Thursday, 17 October 2013

6 Oct Florence - the other J


The trip to Florence began with a drive through the Tuscany countryside to get to our destination. It really did look as lovely as all the movies and coffee table books suggest, and such films as "Love Under The Tuscan Sun." Portray.


While our guide was reeling off some stats about this and that she mentioned something about exports. Looking at the countryside through the window, I thought perhaps Tuscany's greatest export was the creation of about a hundred different cook books a week! I think anyone who IS anyone in the cooking world has done a cookbook on this region at some time or another. At first I thought it was all just a lot of hype until I actually tasted Tuscan cuisine by a world renowned chef, then I changed my mind. But more of that later.

FLORENCE. 

I knew a little bit about Florence from: T.V. Movies, and the facts we had picked up on the tour about Michelangelo and Da Vinci, from the other parts of the Tour. What I was not prepared for was the roll call of how many great people in ALL the creative arts who were either Florentines by birth, of patronized by the great families of the city. There is an avenue in the city where lines of statues in the classical tradition celebrate these men, and there are a lot of them!

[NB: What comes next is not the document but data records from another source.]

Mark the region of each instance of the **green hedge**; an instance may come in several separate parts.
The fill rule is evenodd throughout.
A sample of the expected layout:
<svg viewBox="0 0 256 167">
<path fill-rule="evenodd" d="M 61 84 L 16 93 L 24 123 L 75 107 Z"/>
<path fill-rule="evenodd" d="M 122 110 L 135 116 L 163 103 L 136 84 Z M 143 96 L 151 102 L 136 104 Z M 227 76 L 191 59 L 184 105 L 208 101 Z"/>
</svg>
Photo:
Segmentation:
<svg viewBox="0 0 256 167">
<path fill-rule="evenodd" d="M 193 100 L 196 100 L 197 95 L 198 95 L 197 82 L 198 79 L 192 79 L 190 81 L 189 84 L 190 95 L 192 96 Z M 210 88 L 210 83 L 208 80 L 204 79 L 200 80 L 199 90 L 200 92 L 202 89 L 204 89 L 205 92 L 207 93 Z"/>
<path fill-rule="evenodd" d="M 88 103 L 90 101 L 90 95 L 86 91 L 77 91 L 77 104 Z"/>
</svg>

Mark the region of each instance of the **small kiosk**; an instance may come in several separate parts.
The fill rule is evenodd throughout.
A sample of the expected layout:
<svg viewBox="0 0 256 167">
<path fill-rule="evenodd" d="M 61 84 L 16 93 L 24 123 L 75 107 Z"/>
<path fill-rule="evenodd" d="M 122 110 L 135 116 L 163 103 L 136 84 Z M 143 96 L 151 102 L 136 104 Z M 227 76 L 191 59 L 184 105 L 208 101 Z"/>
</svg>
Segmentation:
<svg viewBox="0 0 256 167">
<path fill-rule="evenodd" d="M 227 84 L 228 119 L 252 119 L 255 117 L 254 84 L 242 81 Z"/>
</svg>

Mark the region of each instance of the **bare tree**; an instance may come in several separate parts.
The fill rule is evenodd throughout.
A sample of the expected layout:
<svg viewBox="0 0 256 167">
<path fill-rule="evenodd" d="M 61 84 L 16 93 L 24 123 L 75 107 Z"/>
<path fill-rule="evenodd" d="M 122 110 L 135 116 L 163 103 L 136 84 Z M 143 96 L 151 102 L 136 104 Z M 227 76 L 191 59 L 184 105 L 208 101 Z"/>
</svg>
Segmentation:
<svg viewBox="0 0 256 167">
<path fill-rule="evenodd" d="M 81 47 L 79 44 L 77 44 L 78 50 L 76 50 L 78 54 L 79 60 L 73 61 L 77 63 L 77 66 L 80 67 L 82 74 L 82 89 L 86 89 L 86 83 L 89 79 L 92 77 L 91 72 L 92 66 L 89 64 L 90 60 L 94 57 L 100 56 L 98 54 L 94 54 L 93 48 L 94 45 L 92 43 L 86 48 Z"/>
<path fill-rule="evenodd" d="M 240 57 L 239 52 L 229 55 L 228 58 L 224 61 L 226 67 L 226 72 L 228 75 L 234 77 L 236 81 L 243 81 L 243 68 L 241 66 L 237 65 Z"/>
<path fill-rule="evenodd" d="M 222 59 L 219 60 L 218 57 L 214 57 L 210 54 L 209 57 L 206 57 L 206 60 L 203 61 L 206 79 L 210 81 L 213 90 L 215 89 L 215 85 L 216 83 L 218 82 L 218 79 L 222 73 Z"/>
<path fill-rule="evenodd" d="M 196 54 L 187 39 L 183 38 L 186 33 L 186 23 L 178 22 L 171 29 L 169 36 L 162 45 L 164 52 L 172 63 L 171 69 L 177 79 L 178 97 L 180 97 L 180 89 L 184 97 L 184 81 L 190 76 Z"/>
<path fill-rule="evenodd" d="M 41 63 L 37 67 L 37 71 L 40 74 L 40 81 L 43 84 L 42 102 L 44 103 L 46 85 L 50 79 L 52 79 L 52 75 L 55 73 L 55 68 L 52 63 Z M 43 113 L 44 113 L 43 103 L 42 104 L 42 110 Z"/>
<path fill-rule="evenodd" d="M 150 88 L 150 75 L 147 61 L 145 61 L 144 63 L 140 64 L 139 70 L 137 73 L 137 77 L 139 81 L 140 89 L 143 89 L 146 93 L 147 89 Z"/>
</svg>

Of course, no trip to Florence would be complete without a trip to The Ponte Vecchio ( The Old Bridge) it still had shops on it, and it still looked as magnificent as it did in such films as "The Prime Of Miss Jean Brodie." And "Tea With Mussolini." Both Maggie Smith films coincidentally. 



Perhaps Julie would be better at describing the Tuscan dinner cooked by a chef named Librare (free) who has been on Australian T.V. I ended up feeling very spoilt by it all and buying the C.D of the singer and guitarist who entertained us.